«Его стихи на смерть воображаемой «Тирзы» были написаны как раз в то время, когда он испытывал и выражал горькие чувства от той боли, которая пронзала его сердце из-за истинного объекта страсти; если вникнуть в поразительные обстоятельства, при которых появились на свет трогательнейшие излияния его воображения, то вовсе не покажется удивительным, что из всех порывов его поэтической страсти именно эти оказались самыми проникновенными и самыми чистыми. В них и впрямь выразилась вся суть, весь как бы абстрактный дух многих невзгод: из многочисленных источников печали слились воедино грустные мысли, которые, очистившись и согревшись в его поэтическом воображении, образовали собой единый и глубокий водоем скорби. Воскресив в своей памяти счастливые часы, проведенные в кругу давно утерянных друзей, он вновь испытал прилив жаркой нежности молодых лет.
Его школьные проделки с закадычными друзьями Уингфилдом и Тэттерсолом, летние каникулы с Лонгом[705]
, романтика музыкальных вечеров, о которой он столько мечтал со своим названым братом Эддлстоуном, — все эти воспоминания о давно ушедших друзьях юности смешались теперь в его воображении с образом той, кто, хоть и была жива, являлась для него столь же утерянной, как и они, и порождала в его душе чувство горечи и печали, которое выразилось в этих стихотворениях. Никакая дружба, какой бы близкой она ни была, не могла бы вызвать к жизни столь проникновенной грусти, равно как никакая любовь, какой бы чистой она ни была, не могла бы сохранить страсть столь целомудренной.

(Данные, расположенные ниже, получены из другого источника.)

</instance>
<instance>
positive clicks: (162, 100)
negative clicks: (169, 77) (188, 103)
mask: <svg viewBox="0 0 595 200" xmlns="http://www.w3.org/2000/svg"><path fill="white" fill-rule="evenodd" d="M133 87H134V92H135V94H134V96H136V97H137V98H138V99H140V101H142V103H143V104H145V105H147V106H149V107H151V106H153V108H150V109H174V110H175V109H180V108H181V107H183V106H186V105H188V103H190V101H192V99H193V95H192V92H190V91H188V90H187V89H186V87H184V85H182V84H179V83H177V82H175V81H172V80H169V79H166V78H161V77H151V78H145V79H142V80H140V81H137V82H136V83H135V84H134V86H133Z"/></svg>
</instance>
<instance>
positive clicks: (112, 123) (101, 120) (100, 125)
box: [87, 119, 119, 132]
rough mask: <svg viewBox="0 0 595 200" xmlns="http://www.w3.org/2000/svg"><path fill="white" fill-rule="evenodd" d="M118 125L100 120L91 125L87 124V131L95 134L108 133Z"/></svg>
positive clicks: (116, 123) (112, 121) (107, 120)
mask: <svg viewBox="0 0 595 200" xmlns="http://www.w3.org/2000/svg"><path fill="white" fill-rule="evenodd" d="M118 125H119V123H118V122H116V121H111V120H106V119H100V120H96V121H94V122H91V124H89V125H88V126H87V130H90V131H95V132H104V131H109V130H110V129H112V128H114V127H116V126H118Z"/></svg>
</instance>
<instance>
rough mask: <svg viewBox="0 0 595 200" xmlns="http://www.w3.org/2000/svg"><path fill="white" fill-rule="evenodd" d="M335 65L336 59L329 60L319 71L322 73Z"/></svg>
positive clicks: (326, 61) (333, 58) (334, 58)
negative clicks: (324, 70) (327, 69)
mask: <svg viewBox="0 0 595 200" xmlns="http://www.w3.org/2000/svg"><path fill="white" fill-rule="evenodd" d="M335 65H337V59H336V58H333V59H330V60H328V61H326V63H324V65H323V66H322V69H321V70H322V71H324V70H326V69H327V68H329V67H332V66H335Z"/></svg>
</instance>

В его памяти и воображении соединились, таким образом, два чувства, которые породили идеал любви, совмещающий в себе лучшие черты, обоих и вдохновили его на сочинение этих печальнейших и нежнейших образцов любовной лирики, в которых глубина и искренность истинного чувства подернута поистине неземным светом» (с. 302, 303).Этот отрывок являет собой удивительный пример смешения выразительных средств: чувствуется боль; выражается боль; сердце полнится болью из-за объекта любви; излияния, источаемые воображением, становятся трогательными и чистыми поэтическими строками; эти строки, в свою очередь, превращаются в суть, в абстрактный дух, затем видоизменяются в слияние потоков из многочисленных источников и, наконец, очистившись и согревшись, образуют собой водоем. Излияния, поэтические строки, абстрактный дух, слияние потоков — все это разные и несоизмеримые вещи, и, хотя реки могут заполнить собой водоем, они не могут образовать его. И наконец, глубина и искренность у мистера Мура подернута светом. Что и говорить, все это звучит весьма красиво и на редкость сентиментально.
Читаем дальше и встречаем еще более несообразный пассаж:
«При всех размышлениях и догадках относительно того, каким мог бы стать при более благоприятных обстоятельствах его характер, следует всякий раз иметь в виду, что уже сами его недостатки были признаком его величия и что его могучий дар сформировался в борьбе между хорошими и дурными сторонами его натуры. Хотя более благоприятное и безмятежное течение жизни, безусловно, смягчило бы и дисциплинировало его ум, оно могло бы и ослабить, подорвать его мощь, а то самое воздействие, какое сделало бы его жизнь безмятежной и счастливой, могло бы стать роковым для его славы. В одном его небольшом стихотворении, которое, очевидно, написано в Афинах (я обнаружил его в рукописи «Чайльд Гарольда», оно датировано: Афины, 1811 год), есть две строчки, которые, хоть и выпадают из контекста всего стихотворения, могут, взятые в отдельности, восприниматься как своего рода пророческое предчувствие того, что бессмертная его слава подымется из обломков рухнувших надежд.